Photoshop Techniques: A Simple Way to Enhance an Image






I wanted to share a few basic steps I took to enhance this image:










(By the way, my two year old daughter took this shot. I thought it was pretty cool).



I chose this image because the composition is cool and the angles are somewhat dramatic so it is a good start. Even Photoshop has a hard time making crappy photos look any good.
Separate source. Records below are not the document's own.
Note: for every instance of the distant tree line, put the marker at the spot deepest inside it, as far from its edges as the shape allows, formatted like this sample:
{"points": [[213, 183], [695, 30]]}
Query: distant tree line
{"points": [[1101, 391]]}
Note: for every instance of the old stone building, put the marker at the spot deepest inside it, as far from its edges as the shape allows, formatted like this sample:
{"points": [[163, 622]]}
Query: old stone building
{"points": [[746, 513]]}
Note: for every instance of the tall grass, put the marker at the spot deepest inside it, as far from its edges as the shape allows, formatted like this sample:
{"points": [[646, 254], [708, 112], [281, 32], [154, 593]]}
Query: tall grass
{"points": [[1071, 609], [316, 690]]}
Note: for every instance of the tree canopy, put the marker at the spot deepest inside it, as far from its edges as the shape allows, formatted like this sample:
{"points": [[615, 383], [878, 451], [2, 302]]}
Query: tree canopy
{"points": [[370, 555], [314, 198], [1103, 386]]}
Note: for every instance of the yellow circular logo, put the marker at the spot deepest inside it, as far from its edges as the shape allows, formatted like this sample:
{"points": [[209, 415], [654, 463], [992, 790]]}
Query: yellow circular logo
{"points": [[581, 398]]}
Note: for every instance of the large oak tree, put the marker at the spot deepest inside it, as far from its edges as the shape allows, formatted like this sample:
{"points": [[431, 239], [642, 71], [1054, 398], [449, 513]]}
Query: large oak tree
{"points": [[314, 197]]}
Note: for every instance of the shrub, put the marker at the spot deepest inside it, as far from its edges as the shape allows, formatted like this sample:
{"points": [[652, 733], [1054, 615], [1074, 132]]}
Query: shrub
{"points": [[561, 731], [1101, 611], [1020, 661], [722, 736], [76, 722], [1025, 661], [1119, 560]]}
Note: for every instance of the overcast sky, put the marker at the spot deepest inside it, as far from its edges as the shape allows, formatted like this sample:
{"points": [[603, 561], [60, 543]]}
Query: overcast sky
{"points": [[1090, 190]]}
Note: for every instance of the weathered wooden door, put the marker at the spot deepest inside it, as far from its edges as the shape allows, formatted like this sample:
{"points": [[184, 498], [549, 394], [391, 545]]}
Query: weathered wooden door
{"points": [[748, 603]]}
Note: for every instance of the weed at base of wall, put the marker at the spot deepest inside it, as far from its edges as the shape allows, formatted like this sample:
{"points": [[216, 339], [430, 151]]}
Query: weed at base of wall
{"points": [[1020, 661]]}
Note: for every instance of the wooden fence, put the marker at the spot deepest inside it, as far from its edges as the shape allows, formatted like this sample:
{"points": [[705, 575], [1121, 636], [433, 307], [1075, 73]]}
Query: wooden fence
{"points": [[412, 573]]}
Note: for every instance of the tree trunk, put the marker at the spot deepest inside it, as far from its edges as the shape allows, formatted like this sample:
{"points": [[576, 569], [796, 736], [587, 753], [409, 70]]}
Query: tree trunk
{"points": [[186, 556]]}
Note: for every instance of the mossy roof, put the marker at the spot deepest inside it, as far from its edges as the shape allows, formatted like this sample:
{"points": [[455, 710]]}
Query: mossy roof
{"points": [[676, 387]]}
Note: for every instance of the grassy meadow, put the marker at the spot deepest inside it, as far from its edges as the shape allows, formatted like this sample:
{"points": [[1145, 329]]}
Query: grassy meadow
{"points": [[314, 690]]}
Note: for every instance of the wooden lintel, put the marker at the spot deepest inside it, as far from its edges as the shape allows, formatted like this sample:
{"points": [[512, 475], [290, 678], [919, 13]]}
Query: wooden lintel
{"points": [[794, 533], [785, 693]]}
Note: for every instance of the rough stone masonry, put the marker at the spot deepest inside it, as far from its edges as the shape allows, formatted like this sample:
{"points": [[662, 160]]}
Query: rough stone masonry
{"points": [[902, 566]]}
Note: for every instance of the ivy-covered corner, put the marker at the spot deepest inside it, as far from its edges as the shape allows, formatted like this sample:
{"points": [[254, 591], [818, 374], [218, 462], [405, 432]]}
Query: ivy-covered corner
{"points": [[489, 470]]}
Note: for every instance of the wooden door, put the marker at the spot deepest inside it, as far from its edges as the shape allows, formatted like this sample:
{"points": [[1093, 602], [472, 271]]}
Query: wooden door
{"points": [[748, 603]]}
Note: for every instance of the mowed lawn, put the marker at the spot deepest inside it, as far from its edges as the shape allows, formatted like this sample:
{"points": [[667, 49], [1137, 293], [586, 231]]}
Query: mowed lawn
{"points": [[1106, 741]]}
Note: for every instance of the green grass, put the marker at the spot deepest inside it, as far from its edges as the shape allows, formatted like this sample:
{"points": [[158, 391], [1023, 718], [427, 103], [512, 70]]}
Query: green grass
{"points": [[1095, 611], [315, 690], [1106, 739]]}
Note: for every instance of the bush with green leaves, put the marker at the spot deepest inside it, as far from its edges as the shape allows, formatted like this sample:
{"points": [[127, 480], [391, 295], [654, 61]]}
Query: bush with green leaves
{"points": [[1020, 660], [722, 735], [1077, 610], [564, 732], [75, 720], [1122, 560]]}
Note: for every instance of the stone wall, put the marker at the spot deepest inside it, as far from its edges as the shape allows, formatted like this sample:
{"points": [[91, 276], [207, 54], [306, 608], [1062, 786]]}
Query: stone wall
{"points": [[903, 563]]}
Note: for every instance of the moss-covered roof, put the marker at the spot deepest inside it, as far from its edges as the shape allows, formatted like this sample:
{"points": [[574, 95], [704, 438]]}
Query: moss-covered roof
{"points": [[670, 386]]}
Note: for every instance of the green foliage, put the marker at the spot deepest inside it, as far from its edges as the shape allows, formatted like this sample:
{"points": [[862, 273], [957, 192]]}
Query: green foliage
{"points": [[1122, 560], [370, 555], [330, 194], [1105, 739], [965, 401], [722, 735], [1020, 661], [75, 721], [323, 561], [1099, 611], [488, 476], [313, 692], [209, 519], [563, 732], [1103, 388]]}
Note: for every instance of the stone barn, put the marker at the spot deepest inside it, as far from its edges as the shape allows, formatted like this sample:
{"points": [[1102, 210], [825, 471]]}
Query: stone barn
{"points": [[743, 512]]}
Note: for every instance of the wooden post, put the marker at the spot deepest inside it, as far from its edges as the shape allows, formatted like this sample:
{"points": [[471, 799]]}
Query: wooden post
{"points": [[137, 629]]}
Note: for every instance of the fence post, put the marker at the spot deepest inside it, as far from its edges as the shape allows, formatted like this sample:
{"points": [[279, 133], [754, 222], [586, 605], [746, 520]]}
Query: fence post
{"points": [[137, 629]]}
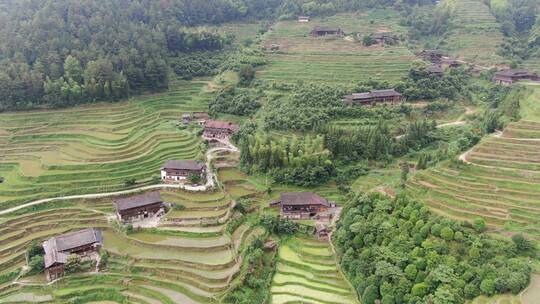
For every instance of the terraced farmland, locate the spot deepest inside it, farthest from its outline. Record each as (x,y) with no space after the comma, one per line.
(95,148)
(499,181)
(306,272)
(188,259)
(335,60)
(477,34)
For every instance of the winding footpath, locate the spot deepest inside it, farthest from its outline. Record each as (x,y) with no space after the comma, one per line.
(210,183)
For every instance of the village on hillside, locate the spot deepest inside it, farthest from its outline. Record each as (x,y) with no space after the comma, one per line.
(272,152)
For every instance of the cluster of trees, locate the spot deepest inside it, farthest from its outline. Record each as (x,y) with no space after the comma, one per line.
(233,101)
(309,106)
(59,53)
(396,251)
(255,284)
(377,142)
(304,162)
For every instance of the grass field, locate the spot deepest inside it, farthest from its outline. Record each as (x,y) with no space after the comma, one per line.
(306,272)
(93,149)
(335,60)
(501,183)
(476,35)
The first thing I did to this photo was duplicate it in Photoshop onto its own layer. This way I always have an original at the bottom of the stack. Then I went into the channels tab (usually right next to the layers tab) and looked at each channel individually by clicking on it and activating the eyeball next to it making sure all the other eyeballs were off. I decided I liked the look of the Green Channel so I went back to my layers (with the green channel still isolated) and went to image>apply image. I left the layer on merged and the channel to green. I applied it as a multiply. Then I turned on all my channels again. At this point my image had some funky colors to it...which I liked, but they were too much. I changed the top layer to an overlay and turned down the opacity to 47 percent. This overlayed the layer with the green channel merged into it over the original image. Doing this gave me the interesting color I wanted and all the contrast I would need. It looked like this:





Another way to get more contrast is to go to layer>new adjustment layer>curves and then form the curve into a gentle S shape. Make the dark pixels a little darker by pushing the left side of the curve down, and the bright pixels brighter by pushing the right side up. Since it is an adjustment layer you can go back and change it later, and also you can fine tune it by changing the opacity of it up and down. In the case of this picture I didn't need this step. Overlaying the color adjusted layer over the original gives plenty of contrast.


The last thing I did was merge all the layers and copy them to their own layer on top by pushing Ctrl+shft+alt+e (or hold down alt and go to layers>merge visible). With this layer selected I then go to Filters>distort>lens correction. Here I turn the vignetting all the way to black and push okay. Then change this layer to Darken and you have some hard core vignetting effects going on. This can be toned down by again just changing the opacity of the top layer.


The end result is this:



much better!

Have fun trying it on your photos and posting them in the flickr group.

Try using different channels too. There endless possibilities.